Later, in the square, I shared my hymn sheet with a Cornishman who didn’t know the words either and sang the Cornish national anthem, The Song of the Western Men, which was written in 1825 by the antiquarian parson Robert Hawker. He famously invented the harvest festival, dressed up as a mermaid and once excommunicated his cat for catching a mouse on a Sunday. Perhaps if Justin Welby had dressed as a mermaid and excommunicated a cat, he would have been able to keep the Global South Fellowship of Anglican Churches within the wider body of the church. But, as usual, he was too busy speaking French and interfering with things.
Ten years ago, I sat in Parson Hawker’s jerry-built writing hut on the north Cornish cliff path and ate a corned beef roll in the rain.
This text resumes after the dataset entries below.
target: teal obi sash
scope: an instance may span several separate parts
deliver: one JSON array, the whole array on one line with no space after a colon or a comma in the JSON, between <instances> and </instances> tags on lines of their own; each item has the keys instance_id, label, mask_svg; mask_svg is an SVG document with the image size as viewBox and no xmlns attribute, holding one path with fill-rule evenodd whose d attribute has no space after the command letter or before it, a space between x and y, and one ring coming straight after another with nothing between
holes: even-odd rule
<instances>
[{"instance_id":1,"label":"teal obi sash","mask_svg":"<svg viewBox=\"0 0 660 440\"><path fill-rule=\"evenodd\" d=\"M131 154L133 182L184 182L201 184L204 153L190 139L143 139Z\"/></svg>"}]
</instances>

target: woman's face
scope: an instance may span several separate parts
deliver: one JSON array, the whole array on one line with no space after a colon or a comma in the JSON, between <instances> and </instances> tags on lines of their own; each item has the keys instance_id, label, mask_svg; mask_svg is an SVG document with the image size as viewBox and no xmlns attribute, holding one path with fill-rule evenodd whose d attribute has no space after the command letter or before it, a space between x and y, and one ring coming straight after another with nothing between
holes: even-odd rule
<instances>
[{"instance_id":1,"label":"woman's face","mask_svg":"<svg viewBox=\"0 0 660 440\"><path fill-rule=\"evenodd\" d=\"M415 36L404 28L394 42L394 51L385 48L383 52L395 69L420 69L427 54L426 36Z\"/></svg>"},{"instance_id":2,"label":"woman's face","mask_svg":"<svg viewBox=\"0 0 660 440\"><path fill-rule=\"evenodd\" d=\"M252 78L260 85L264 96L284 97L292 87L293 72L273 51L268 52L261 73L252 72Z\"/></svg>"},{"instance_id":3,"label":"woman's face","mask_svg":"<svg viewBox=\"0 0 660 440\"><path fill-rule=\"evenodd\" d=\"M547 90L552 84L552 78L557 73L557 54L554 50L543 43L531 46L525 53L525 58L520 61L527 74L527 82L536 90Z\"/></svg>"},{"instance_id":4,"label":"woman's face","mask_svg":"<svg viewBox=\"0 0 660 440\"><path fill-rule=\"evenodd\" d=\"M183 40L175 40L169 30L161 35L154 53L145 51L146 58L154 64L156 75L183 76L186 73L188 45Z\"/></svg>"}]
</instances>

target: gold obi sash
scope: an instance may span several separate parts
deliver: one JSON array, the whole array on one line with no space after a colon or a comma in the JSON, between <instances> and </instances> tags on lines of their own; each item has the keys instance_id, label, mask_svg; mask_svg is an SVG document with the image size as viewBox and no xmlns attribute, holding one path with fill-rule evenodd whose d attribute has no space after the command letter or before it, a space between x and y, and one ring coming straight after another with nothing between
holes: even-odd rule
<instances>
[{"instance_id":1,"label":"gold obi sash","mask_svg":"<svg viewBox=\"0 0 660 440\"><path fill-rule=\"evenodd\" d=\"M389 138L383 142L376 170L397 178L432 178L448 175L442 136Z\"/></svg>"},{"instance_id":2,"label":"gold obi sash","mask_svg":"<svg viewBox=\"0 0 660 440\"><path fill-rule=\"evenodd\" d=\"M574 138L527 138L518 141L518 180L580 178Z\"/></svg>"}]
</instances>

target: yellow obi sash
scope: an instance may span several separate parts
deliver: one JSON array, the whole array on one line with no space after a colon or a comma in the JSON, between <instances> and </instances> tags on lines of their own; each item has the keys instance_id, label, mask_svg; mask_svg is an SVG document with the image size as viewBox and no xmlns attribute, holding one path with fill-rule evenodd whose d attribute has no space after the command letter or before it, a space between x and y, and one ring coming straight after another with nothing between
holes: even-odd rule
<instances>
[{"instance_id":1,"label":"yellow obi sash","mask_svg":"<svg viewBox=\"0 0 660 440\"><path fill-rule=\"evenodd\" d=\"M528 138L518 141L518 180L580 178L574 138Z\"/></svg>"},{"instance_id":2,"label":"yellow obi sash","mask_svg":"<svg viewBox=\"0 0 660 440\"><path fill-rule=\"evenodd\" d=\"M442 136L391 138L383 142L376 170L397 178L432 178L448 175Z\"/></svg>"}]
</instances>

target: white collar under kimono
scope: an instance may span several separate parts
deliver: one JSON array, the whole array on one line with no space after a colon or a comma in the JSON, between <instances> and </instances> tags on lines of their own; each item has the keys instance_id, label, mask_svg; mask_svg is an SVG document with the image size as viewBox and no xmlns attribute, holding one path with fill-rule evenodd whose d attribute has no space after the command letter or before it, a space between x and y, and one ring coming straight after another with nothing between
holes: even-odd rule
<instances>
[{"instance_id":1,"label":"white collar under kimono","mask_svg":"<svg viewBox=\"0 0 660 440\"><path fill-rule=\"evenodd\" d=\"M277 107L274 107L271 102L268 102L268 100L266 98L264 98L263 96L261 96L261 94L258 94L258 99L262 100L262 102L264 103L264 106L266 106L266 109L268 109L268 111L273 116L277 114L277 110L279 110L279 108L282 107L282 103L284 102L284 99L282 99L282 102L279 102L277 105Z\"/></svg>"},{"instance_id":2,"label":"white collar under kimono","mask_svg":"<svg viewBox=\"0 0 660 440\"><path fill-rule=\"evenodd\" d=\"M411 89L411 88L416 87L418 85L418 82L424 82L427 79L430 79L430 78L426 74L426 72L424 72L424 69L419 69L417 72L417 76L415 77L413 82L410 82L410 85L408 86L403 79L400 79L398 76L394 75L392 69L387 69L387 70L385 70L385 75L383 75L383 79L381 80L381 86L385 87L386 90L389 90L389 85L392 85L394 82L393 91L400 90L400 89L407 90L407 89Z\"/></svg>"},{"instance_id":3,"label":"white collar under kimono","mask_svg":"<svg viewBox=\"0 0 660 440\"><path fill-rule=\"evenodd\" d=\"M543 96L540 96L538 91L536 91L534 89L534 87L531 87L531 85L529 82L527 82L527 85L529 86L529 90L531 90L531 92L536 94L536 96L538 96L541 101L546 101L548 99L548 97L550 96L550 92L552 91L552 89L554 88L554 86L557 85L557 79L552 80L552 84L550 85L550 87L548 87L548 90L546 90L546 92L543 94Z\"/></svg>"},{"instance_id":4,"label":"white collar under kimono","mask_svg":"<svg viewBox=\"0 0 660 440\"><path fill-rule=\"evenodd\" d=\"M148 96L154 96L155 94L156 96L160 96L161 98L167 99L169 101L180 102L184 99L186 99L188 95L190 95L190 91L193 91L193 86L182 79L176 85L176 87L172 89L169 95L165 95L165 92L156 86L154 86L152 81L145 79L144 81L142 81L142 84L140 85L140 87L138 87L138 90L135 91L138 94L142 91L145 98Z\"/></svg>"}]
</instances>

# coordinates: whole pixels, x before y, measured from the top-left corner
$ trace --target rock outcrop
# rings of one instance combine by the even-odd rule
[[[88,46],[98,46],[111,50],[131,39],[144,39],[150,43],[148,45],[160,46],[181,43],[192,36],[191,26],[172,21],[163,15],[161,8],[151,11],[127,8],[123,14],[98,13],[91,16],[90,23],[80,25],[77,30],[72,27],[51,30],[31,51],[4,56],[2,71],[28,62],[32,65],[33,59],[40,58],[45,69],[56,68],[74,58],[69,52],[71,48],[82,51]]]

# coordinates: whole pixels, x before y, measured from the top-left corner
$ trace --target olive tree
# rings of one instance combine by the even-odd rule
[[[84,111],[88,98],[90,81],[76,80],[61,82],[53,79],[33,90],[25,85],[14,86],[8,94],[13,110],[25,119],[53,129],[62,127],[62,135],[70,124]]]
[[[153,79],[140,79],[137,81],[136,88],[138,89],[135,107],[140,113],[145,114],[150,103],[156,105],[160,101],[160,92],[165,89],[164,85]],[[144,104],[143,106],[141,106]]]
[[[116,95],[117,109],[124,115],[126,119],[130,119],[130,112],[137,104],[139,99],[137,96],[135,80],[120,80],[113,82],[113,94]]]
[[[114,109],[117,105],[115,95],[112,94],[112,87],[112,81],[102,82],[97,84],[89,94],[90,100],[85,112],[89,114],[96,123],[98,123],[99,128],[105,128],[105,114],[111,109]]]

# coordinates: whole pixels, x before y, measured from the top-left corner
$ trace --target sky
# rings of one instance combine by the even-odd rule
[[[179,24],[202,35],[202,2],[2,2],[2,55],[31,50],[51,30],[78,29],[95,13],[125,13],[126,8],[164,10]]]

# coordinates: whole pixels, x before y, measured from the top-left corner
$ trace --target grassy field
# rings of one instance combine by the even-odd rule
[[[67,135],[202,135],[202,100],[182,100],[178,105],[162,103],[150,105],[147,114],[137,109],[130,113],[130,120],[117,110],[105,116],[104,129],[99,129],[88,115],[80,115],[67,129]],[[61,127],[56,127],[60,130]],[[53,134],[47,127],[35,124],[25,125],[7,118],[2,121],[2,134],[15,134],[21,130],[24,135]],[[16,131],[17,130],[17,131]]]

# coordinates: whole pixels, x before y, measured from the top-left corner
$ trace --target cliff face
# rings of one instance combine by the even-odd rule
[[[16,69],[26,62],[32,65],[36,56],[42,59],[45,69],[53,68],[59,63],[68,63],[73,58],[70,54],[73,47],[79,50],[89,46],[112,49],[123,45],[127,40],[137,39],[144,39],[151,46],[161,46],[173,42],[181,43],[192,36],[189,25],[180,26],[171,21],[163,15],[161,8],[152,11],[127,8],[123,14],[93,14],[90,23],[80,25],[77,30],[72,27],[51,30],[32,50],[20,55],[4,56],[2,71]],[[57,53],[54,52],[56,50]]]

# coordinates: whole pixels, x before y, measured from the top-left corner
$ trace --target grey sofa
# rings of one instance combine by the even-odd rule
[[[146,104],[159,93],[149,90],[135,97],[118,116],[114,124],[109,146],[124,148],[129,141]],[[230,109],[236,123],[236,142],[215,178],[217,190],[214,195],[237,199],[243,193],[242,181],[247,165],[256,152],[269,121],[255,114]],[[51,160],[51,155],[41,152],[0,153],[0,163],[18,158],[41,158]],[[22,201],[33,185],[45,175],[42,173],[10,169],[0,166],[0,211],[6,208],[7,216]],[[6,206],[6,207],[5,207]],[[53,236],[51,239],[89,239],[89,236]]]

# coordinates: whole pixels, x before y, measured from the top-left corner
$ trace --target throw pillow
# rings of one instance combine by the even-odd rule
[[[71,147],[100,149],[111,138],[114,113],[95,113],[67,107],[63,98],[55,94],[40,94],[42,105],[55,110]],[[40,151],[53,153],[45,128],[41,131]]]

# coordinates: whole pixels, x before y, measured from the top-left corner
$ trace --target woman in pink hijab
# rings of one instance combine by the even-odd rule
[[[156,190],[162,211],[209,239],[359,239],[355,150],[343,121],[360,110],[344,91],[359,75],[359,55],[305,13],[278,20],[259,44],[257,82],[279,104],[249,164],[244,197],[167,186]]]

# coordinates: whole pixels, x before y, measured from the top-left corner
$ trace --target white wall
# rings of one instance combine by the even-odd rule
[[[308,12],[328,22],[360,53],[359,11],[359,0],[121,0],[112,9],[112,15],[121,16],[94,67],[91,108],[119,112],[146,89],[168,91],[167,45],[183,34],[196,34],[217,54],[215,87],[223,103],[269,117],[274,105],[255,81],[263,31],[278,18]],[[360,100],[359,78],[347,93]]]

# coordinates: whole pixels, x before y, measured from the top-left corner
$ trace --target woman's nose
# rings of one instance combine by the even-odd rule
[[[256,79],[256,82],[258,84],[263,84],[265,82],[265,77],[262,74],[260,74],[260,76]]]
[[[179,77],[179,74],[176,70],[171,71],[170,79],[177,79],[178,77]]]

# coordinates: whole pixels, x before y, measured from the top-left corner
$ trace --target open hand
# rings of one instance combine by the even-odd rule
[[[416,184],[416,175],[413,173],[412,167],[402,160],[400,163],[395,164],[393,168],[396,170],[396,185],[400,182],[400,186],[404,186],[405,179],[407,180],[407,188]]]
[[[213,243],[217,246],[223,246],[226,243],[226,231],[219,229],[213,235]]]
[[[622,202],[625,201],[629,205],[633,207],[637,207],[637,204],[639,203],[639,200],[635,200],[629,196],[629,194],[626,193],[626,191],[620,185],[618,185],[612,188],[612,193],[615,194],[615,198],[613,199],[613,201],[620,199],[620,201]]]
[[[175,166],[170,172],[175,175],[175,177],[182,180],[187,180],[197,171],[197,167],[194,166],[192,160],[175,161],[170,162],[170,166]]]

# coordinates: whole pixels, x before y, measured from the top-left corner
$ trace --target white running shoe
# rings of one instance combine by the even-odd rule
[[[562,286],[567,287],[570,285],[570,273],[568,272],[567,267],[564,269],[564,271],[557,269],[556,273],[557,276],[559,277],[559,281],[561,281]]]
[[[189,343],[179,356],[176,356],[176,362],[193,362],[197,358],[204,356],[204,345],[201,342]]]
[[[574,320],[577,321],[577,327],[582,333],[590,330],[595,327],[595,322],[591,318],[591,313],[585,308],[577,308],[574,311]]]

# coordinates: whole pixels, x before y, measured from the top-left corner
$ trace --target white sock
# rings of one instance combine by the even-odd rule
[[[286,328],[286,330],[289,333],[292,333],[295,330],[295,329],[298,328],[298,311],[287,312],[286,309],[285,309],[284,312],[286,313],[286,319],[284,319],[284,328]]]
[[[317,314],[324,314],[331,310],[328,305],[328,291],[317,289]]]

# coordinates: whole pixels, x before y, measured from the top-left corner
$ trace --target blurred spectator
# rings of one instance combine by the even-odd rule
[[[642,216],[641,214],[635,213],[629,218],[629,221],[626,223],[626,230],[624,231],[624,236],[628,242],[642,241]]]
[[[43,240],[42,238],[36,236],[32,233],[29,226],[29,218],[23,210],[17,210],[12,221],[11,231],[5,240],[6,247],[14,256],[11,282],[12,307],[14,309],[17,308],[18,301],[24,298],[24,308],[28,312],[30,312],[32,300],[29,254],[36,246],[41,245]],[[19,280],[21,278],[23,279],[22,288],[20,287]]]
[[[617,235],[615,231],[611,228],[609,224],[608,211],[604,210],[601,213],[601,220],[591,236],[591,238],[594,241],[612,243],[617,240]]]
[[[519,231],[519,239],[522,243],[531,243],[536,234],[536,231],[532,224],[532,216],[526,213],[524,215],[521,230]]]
The hut is the National Trust’s smallest property, and as such I am surprised the woke heritage organisation hasn’t put up a plaque saying Hawker identified as a mermaid, as I understand from the Daily Telegraph that this is exactly the sort of thing it normally does and that is why the board should be filled up with right-leaning academics with links to Tufton Street lobbying groups. Mermaids indeed!
A few miles farther north along the path, I had visited the writing hut of the poet and librettist Ronald Duncan, who is oddly best known as the writer of Jack Cardiff’s 1968 Marianne Faithfull bikesploitation flick Naked Under Leather. If there was but one more writer’s hut in the immediate area, Cornwall could be exploiting a Writers’ Huts Trail tourist boom, instead of just sending coachloads of flushed women to the various places where Aidan Turner, in Poldark, unreasonably raised the levels to which men are expected to maintain their abdomens.
But the county has still got loads going for it. Hall for Cornwall’s luxurious 2018 refurbishment is now completed, with £2.1m of EU European Regional Development Fund money, which the people of Cornwall, still wreckers at heart, sneakily snaffled before voting leave. The county’s EU funding was then replaced by a Westminster bung of less than 50% of what Brussels used to give it.
When the people of Cornwall, and of Britain generally, wonder why they are even worse off than before, they should acknowledge the financial crisis, the pandemic and Putin’s war. But above all, they also need to acknowledge Brexit. Strange that the chancellor neglected to mention it.